Là, peut-être, tu voudras mordre, répliquer, protester de ton importance et souhaiter, ô Cruel Ingrat, rendre le coup dont tu te sens atteint : c'est l'étape attendue où la fierté blessée déchire aveuglément dans toutes les directions. Et tu diras : où est-il, à toi, satané Orgueil, le sens si noble de ton unique vie ?

Il est là sous tes yeux, misérable Frère : connais-tu ouvrage pareil à celui-ci ? D'autres lui ressemblent sans doute, mais j'ignore lesquels et toi aussi ; nul en tout cas ne lui est identique. J'ai tâché du moins de faire de l'Art et, grâce aux mots, d'exprimer la science de mon âme. Ne doute pas que j'y ai longuement et profondément songé ; peu d'hommes et d'écrivains de nos jours – peut-être aucun – n'est aussi scrupuleux. Je m'efforce sans relâche, avec ardeur et zèle, à seule fin de t'élever au-delà de toi-même – pour exemple ce paragraphe si court : j'ai bien compté à seule fin de t'instruire, et je jure que je l'ai déjà corrigé et récrit soixante-quinze fois.

Aussi, ne me tiens nulle rancune, et ne m'en veux pas de chercher à t'offrir, par tant d'efforts harassants, la Vérité et l'Orgueil.

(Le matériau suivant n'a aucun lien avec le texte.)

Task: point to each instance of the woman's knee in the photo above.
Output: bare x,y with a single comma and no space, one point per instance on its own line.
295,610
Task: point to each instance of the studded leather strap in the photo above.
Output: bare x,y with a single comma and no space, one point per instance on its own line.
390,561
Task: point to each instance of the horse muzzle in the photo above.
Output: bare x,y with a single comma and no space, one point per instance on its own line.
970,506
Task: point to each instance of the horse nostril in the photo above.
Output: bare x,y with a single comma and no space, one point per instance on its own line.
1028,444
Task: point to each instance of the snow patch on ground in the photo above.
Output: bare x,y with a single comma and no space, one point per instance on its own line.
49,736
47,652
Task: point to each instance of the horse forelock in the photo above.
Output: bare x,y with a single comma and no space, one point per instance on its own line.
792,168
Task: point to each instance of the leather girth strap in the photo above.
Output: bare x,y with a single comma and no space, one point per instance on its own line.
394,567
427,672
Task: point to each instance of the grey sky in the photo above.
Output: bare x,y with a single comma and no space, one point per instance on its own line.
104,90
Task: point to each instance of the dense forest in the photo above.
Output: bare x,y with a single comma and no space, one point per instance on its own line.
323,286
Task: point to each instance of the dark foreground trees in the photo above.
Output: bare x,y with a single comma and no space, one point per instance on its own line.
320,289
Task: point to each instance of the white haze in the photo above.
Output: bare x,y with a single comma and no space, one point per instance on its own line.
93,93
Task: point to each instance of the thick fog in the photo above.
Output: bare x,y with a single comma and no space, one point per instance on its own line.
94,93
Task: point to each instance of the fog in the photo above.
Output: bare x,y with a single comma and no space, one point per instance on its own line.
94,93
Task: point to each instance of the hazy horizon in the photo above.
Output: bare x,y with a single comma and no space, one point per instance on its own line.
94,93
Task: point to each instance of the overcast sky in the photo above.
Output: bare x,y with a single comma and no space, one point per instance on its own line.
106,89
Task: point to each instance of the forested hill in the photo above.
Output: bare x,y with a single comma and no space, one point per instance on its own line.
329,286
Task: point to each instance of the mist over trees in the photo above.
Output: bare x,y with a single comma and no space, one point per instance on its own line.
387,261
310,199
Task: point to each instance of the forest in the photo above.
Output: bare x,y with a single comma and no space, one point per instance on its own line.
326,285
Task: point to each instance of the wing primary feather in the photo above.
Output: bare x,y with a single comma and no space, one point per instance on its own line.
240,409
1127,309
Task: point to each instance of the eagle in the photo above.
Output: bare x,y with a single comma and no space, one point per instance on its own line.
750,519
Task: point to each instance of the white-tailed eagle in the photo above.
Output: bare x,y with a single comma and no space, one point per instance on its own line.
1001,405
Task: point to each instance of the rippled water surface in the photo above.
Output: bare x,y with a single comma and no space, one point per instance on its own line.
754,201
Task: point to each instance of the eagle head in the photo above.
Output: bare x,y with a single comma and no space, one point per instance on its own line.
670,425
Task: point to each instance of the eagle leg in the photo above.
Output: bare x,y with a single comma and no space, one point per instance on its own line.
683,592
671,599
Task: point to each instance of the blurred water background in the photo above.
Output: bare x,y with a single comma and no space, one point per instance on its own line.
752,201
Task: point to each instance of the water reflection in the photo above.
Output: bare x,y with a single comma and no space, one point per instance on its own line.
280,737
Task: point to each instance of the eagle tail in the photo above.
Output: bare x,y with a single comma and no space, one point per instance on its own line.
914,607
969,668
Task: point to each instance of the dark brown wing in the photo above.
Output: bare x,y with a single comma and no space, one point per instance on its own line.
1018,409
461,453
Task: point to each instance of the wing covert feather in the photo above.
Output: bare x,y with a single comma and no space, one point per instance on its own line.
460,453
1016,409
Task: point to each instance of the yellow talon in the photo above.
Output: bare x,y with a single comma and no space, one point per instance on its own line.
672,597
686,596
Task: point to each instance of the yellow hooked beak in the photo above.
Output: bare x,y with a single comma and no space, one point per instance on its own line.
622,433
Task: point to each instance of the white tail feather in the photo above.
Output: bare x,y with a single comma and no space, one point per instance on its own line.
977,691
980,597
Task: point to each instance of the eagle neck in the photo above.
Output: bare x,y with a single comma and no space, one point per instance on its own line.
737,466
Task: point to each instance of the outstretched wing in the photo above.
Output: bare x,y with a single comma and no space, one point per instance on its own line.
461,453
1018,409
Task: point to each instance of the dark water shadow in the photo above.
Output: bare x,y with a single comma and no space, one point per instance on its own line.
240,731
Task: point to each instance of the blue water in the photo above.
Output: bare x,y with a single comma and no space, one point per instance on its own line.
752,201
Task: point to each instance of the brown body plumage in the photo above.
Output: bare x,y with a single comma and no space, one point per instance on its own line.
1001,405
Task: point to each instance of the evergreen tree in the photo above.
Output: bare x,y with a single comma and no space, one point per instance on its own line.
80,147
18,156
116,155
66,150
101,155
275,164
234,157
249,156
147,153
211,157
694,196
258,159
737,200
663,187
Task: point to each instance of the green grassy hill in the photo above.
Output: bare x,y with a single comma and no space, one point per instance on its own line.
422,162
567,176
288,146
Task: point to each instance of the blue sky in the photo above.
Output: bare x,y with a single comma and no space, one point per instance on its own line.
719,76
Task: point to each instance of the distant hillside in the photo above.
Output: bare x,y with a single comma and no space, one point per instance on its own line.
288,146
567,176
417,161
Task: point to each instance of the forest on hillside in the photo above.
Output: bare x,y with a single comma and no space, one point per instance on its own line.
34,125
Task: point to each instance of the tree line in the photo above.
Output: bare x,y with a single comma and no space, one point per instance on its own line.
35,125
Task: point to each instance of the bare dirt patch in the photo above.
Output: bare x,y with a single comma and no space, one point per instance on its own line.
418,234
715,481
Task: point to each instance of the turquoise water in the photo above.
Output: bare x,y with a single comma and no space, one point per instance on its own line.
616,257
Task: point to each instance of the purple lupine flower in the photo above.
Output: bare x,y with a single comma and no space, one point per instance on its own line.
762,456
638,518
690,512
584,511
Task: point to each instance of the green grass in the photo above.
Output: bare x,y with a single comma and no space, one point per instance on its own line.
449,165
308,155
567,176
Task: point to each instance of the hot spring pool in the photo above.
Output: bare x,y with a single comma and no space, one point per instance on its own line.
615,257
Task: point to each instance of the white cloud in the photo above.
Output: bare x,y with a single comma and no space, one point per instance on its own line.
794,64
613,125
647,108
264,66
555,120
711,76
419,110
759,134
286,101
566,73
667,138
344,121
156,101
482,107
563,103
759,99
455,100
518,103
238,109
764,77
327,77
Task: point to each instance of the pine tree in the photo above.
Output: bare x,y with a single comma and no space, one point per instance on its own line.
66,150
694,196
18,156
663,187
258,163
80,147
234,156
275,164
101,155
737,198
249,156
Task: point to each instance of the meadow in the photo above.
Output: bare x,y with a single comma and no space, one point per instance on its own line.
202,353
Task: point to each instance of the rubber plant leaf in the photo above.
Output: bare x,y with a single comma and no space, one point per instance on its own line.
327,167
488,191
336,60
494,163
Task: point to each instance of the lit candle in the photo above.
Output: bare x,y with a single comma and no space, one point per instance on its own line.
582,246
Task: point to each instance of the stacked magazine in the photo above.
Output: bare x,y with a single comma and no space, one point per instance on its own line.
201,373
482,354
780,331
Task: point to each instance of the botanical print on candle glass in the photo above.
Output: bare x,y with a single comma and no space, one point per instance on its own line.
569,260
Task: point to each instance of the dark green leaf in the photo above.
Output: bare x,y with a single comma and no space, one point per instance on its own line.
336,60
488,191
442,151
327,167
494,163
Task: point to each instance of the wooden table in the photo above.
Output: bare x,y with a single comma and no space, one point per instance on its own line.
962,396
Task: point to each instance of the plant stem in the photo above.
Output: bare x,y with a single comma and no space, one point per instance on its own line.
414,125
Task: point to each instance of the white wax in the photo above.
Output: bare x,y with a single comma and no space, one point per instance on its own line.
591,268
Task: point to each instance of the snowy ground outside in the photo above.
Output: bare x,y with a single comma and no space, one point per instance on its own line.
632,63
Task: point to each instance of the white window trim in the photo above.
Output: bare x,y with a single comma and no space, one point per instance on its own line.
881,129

Songe aux déceptions innombrables, aux dégoûts affreux, à l'écœurement profond qui furent miens. Et songe surtout qu'en dépit de cela, je te fais l'offrande d'une révélation : n'est-ce pas la preuve que je suis véritablement endurci à te sauver ? Mais il faut bien, tout d'abord, que je t'enseigne pourquoi les Grands t'abominent.

Or, voici, peuple, la réalité de ton sinistre état :

Sitôt ta sécurité matérielle obtenue, tu n'as plus vécu, essentiellement, que pour le confort. Non que tu poursuives volontairement les jouissances les plus fortes : tu ne fais, notamment, qu'espérer au travail le moment de ta délivrance. Ainsi n'es-tu personne au travail, puisque foncièrement tu n'y fais qu'attendre. En dehors de cela, qui es-tu ? Cent obligations règlent une part importante de ta vie privée : après elles, que fais-tu ?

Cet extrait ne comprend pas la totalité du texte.